Die vorgezogene Bundestagswahl 2005 hat nicht nur den politischen Kalender durcheinander gebracht, sondern auch meine persönliche Lebensplanung. Ich habe mit dem Wunsch und dem festen Willen kandidiert, mein Studium der Geschichtswissenschaft, der Lateinamerikastudien und der Geografie an der Universität Hamburg erfolgreich zu beenden – unabhängig vom Ausgang der Bundestagswahl. Parallel zu meinen mandatsbezogenen Aufgaben habe ich auf einen zeitnahen Studienabschluss hingearbeitet. Natürlich war mir klar, dass der Abschluss meines Studiums als Bundestagsabgeordneter nicht leicht werden würde. Trotz aller Bemühungen musste ich feststellen, dass eine verantwortungsbewusste Ausübung meines Mandats – dazu gehören eben auch regelmäßig Arbeitswochen mit 80, 90 Stunden – nicht zu vereinbaren war.

Daher habe ich mich für die aus meiner Sicht einzig richtige Möglichkeit entschieden: ehrlich Bilanz zu ziehen. Da mir Transparenz als Abgeordneter schon immer wichtig gewesen ist, habe ich zu keiner Zeit aus meinem noch nicht abgeschlossenen Studium ein Geheimnis gemacht und bin mit dieser Tatsache immer offen umgegangen. Insofern war es für mich nur folgerichtig, auch diese Entscheidung transparent zu machen.

Natürlich ist ein Studienabbruch – oder der Abbruch einer Ausbildung – immer auch eine persönliche Enttäuschung. Aber ebenso gilt: Ein nicht vorhandenes Examen enthebt mich nicht der Fähigkeit, mich als Politiker für gute Bildungspolitik einzusetzen. In Berlin empfange ich regelmäßig Schülergruppen, und das Thema Bildung und Ausbildung ist dabei oft Gegenstand unserer Gespräche. Auch wenn sich Arbeitsbiografien ändern, "krummer" werden und immer wieder eben auch ohne Abschluss ein beruflicher Erfolg möglich ist – eine abgeschlossene Ausbildung ist in der Regel für den Berufseinstieg sehr wichtig. Das sage ich den Schülerinnen und Schülern natürlich auch, denn mein beruflicher Werdegang ist ja keine Blaupause für alle Lebenslagen.
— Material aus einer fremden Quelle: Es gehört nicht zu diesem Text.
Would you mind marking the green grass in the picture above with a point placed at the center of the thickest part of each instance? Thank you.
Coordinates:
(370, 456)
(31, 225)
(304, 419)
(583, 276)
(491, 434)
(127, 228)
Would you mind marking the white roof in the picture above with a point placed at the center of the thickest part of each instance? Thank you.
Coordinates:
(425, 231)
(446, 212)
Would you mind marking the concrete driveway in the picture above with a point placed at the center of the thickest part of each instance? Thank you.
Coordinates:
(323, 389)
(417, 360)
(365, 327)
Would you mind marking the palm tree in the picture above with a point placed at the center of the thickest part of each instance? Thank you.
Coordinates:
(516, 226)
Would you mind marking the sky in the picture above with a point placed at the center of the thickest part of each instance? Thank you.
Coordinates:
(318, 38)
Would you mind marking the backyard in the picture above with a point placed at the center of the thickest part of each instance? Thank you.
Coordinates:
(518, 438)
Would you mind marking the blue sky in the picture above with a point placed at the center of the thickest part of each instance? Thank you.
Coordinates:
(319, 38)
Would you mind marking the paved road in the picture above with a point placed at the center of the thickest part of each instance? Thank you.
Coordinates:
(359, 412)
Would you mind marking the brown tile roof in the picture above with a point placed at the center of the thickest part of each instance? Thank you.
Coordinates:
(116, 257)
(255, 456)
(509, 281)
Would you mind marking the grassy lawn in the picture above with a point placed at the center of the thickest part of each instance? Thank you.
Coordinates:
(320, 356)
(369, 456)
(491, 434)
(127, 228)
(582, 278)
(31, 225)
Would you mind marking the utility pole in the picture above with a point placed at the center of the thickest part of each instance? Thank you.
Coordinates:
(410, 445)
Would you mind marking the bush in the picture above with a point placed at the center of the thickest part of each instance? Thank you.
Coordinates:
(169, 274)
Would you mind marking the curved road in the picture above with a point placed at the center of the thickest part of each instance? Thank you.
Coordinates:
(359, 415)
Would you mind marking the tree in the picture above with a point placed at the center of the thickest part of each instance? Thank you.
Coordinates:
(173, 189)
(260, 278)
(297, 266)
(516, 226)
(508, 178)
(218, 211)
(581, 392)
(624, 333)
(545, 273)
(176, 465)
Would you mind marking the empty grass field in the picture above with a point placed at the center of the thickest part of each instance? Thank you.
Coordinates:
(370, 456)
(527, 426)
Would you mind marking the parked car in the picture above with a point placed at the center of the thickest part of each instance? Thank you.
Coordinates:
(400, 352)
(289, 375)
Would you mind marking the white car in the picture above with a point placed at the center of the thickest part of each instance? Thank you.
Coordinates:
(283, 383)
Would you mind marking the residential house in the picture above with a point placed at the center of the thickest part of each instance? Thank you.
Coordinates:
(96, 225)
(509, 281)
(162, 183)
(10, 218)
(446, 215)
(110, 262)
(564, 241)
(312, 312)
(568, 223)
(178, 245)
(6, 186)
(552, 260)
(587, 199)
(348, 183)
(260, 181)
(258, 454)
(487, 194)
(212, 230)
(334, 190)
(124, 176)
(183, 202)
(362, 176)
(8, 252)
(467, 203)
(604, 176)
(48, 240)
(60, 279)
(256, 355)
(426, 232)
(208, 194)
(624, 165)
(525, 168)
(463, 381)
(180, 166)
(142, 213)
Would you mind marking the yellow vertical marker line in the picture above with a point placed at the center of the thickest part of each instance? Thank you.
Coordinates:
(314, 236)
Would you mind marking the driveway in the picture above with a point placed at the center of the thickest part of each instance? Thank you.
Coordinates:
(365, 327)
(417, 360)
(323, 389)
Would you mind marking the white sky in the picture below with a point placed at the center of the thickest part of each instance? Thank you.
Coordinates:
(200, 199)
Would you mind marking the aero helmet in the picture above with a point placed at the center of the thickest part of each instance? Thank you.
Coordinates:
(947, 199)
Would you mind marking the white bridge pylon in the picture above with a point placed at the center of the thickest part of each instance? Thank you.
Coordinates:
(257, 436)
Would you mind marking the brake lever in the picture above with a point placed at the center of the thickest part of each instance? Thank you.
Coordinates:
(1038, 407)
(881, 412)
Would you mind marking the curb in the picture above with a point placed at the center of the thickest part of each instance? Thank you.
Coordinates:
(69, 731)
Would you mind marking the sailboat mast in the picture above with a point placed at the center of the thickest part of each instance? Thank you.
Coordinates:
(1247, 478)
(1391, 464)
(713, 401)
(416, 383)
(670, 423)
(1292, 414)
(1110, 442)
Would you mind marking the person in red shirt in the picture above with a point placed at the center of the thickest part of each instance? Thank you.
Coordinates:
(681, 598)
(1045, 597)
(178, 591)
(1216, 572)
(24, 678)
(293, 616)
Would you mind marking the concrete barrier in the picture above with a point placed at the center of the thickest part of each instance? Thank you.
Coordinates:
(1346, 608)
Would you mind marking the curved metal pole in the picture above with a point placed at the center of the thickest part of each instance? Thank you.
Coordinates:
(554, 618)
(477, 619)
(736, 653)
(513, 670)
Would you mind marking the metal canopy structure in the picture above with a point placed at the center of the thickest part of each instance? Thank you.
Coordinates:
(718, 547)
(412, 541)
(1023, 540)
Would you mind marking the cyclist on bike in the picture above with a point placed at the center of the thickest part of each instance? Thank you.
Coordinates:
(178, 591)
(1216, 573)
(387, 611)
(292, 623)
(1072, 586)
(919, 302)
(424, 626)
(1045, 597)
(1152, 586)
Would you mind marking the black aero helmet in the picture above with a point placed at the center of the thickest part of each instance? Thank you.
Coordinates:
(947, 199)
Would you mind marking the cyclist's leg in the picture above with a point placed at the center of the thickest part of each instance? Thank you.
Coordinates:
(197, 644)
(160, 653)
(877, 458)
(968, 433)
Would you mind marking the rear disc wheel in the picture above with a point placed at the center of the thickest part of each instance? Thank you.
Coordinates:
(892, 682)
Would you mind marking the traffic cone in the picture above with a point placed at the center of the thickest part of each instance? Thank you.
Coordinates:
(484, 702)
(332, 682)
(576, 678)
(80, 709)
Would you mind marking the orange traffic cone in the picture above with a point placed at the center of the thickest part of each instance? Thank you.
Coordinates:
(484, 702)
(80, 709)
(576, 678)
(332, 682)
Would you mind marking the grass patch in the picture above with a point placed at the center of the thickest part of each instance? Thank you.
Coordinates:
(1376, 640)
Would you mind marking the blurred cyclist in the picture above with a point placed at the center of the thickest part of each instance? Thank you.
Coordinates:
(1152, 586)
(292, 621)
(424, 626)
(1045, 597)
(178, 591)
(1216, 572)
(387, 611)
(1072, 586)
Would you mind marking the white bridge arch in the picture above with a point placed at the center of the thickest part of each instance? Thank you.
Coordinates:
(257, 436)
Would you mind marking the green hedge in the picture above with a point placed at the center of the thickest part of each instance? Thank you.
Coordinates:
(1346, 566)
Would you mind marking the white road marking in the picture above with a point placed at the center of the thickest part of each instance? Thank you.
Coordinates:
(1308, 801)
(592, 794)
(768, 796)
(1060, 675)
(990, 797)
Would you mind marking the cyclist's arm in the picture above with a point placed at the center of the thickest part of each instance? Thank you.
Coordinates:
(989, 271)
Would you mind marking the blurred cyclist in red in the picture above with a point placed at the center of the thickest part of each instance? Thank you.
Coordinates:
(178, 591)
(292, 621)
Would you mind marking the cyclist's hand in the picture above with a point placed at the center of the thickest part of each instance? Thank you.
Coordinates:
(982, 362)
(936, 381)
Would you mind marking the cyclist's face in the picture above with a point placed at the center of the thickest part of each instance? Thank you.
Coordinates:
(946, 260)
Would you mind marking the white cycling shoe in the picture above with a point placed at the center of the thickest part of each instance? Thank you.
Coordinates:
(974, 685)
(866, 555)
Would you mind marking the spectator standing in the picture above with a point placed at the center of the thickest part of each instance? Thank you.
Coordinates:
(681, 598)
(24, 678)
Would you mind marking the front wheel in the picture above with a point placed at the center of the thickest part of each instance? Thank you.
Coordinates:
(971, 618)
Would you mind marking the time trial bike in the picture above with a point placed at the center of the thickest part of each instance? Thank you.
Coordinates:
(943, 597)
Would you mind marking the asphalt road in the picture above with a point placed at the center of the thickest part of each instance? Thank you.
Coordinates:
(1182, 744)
Meine Aufgabe als Politiker – und hier liegt in meinen Augen auch meine Verantwortung als "Vorbild" – sehe ich daher ganz klar darin, die Ausbildungsmöglichkeiten für Jugendliche mit schlechtem oder keinem Schulabschluss zu verbessern. Die SPD hat hier ganz gezielte Handlungsvorschläge gemacht, z. B. mit dem Recht auf einen Hauptschulabschluss. Gemeinsam mit meiner Fraktion setze ich mich dafür ein, dass jeder lebenslang das Recht hat, seinen Hauptschulabschluss nachholen zu können.

Ich hoffe, Ihre Fragen damit erschöpfend beantwortet zu haben.